Wednesday, March 30, 2022

'Kings Of The East' On The Rise:

Asia’s Autocrats Are Calling, Mr. Biden




While President Joe Biden was in Brussels and Warsaw showing U.S. solidarity with Ukraine, the 38-year-old autocrat who rules North Korea made a bold bid for the president’s attention.

For the first time since 2017, Kim Jong Un test-fired an intercontinental ballistic missile, the Hwasong-17, the largest road-mobile missile ever launched.

While it flew 600 miles from Pyongyang into the Sea of Japan, the mammoth missile flew for 71 minutes, reaching an altitude of 3,852 miles.
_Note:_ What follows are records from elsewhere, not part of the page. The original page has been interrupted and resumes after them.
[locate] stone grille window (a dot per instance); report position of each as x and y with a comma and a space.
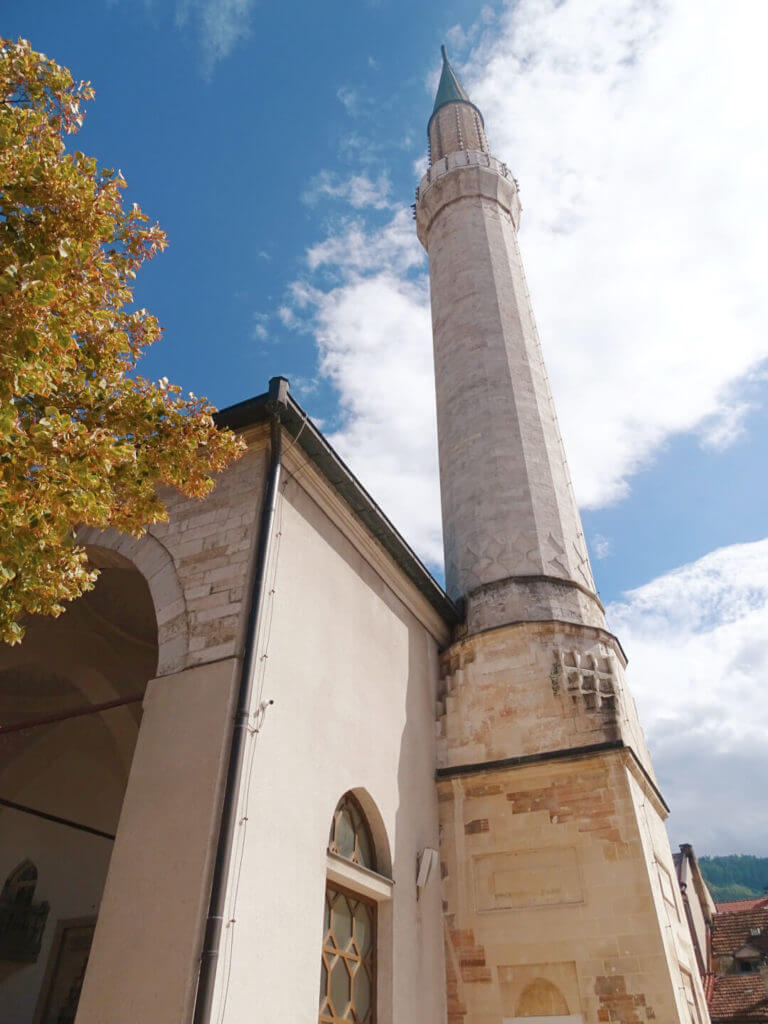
348, 968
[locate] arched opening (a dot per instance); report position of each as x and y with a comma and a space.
354, 890
542, 998
70, 711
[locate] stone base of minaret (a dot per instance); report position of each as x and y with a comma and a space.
559, 892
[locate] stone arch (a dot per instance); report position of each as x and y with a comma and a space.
110, 549
20, 884
378, 829
542, 998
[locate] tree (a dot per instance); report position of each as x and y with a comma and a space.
83, 438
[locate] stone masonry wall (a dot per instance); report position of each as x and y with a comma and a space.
547, 898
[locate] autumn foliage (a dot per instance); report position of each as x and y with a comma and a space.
83, 438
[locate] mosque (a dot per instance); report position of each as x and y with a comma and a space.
269, 770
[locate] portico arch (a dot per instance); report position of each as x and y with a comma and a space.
110, 549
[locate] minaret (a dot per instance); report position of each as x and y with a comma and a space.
560, 896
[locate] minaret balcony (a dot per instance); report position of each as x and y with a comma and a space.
461, 175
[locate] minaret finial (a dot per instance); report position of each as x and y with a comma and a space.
450, 90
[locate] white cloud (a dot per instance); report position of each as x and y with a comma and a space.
697, 643
222, 25
259, 329
358, 190
351, 99
353, 250
602, 547
637, 132
373, 331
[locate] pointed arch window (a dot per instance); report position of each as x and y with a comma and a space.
353, 890
22, 921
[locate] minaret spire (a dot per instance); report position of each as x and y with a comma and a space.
557, 878
514, 545
456, 122
450, 90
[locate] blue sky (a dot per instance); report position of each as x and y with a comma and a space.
280, 144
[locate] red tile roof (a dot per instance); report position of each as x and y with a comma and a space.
738, 997
734, 930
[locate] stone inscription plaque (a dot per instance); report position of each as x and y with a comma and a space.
527, 878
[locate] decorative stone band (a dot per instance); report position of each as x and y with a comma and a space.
568, 754
531, 597
461, 175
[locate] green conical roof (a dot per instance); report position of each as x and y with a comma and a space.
450, 90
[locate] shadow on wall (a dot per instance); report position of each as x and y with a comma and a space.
70, 711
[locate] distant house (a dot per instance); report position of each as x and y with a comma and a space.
738, 990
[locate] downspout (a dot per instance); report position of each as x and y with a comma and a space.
211, 941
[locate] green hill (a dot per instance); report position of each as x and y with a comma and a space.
737, 876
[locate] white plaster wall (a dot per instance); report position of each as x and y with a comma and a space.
352, 674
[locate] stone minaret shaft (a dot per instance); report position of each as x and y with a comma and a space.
559, 889
513, 539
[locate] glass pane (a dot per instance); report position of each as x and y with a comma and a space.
361, 997
327, 915
344, 835
339, 990
341, 922
365, 848
363, 928
324, 982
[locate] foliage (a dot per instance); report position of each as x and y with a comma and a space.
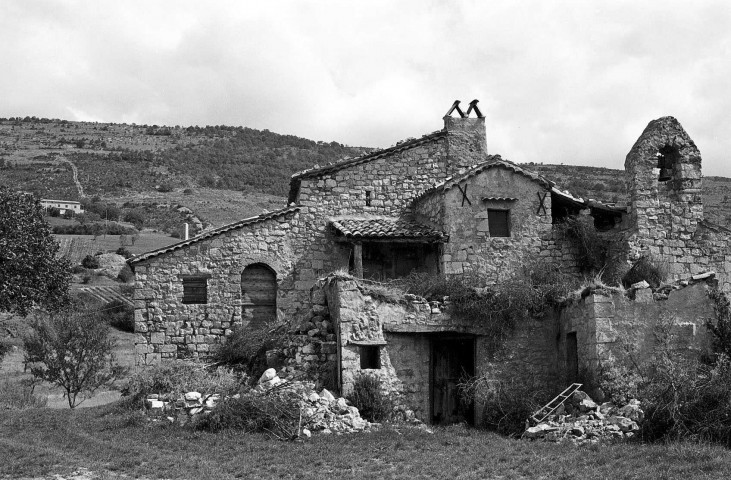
72, 350
119, 315
648, 269
178, 377
368, 397
126, 275
682, 397
531, 292
20, 394
90, 262
507, 399
245, 349
276, 412
30, 272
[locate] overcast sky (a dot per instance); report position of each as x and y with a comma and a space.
559, 82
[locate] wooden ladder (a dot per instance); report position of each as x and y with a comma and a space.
542, 413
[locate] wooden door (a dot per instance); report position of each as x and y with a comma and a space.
453, 360
572, 358
258, 295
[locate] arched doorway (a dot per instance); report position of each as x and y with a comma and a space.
258, 295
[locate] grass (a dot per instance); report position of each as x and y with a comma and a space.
111, 441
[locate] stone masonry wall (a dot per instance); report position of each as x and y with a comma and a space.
167, 328
471, 250
608, 325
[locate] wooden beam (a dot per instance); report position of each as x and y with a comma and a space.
358, 259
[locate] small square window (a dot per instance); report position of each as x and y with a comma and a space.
370, 357
499, 222
195, 290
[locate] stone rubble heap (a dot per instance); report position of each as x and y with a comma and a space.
581, 420
321, 412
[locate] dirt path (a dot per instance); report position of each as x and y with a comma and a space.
75, 173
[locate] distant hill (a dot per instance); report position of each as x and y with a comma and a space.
251, 168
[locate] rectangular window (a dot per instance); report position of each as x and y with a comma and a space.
195, 290
370, 357
499, 222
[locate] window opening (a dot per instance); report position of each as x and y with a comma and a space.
195, 290
370, 357
498, 222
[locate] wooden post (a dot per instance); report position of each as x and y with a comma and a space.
358, 259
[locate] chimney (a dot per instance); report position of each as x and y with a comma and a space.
466, 139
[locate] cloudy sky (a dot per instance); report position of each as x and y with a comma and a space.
570, 82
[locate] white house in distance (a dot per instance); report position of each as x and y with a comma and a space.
62, 205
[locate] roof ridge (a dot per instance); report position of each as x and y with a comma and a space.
403, 145
213, 233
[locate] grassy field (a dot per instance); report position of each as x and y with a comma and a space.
110, 442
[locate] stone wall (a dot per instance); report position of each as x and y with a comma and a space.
471, 249
609, 325
168, 328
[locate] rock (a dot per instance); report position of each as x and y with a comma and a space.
268, 375
587, 405
153, 404
192, 397
327, 395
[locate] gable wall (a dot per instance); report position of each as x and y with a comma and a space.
471, 250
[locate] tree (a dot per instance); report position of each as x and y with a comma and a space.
72, 350
30, 272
Had it been fired in a normal trajectory, its missile warheads could have reached Washington, D.C., and every city in the USA.

As any first strike on the United States with such a weapon would ensure the destruction of Kim’s dynasty, regime and country, clearly, this ICBM test is a bid to demand new negotiations with the U.S.
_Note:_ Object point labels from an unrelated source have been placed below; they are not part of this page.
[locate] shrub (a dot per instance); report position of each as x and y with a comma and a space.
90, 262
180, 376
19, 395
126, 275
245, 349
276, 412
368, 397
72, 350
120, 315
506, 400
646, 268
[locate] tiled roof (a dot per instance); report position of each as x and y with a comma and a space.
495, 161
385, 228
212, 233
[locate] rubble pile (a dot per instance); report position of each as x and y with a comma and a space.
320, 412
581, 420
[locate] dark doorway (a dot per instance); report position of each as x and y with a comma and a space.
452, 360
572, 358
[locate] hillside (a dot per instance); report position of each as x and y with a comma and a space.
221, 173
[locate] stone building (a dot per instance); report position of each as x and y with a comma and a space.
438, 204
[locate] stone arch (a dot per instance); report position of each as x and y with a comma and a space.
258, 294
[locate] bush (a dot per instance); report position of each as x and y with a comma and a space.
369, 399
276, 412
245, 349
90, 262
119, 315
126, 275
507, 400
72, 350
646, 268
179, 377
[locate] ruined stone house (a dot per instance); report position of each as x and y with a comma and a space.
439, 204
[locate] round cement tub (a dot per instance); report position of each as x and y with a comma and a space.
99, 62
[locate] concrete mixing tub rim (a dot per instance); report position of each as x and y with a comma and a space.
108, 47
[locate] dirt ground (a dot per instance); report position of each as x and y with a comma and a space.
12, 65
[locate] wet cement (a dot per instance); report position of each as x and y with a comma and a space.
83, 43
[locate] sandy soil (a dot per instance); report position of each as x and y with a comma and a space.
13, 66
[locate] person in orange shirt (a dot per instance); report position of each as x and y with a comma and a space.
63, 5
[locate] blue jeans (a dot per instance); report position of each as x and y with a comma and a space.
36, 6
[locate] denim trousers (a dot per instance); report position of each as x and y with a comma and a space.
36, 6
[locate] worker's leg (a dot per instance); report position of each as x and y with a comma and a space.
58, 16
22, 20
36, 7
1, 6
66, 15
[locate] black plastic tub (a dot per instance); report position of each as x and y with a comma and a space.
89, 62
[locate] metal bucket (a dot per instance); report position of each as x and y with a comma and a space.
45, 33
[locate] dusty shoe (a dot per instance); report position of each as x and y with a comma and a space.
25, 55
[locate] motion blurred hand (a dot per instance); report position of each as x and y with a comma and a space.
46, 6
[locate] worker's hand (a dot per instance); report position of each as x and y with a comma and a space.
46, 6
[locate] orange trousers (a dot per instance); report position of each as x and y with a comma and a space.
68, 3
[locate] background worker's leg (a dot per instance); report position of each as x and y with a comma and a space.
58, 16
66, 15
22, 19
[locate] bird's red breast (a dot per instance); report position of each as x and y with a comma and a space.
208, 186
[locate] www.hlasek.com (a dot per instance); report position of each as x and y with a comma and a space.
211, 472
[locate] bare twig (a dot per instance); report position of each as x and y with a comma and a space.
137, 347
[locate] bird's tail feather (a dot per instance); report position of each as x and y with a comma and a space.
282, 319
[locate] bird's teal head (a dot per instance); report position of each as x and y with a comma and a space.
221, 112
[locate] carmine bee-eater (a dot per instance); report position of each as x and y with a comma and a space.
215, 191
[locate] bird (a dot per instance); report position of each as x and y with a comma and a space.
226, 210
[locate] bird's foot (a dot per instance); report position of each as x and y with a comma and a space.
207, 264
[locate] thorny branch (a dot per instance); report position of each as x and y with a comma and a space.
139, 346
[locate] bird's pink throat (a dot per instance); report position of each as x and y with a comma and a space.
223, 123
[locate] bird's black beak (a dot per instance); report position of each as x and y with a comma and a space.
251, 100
Kim’s goals are to have the U.S. lift sanctions, recognize his regime, remove U.S. bases and troops from South Korea, and start up trade while he steadily expands his arsenal of missiles and nuclear warheads as both an insurance policy and an instrument of extortion.

But Kim is not the only Asian autocrat on the move.

China’s President Xi Jinping and Russia’s President Vladimir Putin lately sent a flotilla of 10 warships — destroyers, frigates, corvettes — five Chinese and five Russian — through the Tsugaru Strait between Japan’s home islands of Honshu and Hokkaido and then back again through the Osumi Strait off the Japanese island of Kyushu.

This is believed to be the first joint Chinese-Russian naval patrol ever conducted in the Western Pacific.

Beijing has also begun anew flying fleets of dozens of jet fighters and bombers into Taiwan’s Air Defense Identification Zone, to test the island’s defenses and send a message to Taipei as to whom it is that the island truly belongs.

China also continues to press its claim to Japan’s Senkaku Islands in the East China Sea, even as it completes the militarization of Mischief Reef, Subi Reef and Fiery Cross Reef in the South China Sea.

Adm. John Aquilino, who heads the U.S. Indo-Pacific Command, is quoted as telling the Associated Press that China’s activity in East Asia is part of “the largest military buildup since World War II.”

To what end?

China’s Navy now has 355 warships if all vessels from corvettes to carriers are counted. That is 50 more vessels than the U.S. Navy, though the U.S. Navy has many more missile tubes for firing weapons and Beijing has no warship of the size or firepower of a U.S. aircraft carrier.

Yet, again, China seems on the move far beyond what it claims as its territorial waters in the South and East China Seas.

Last week, in what Australia’s former Prime Minister Kevin Rudd called “one of the most significant security developments … in decades,” the Solomon Islands revealed that it was signing a security pact with Beijing that would permit the establishment of Chinese basesthere.

Among the Solomons chain is Guadalcanal, familiar to U.S. Marines from the first days of fighting in the Pacific in World War II.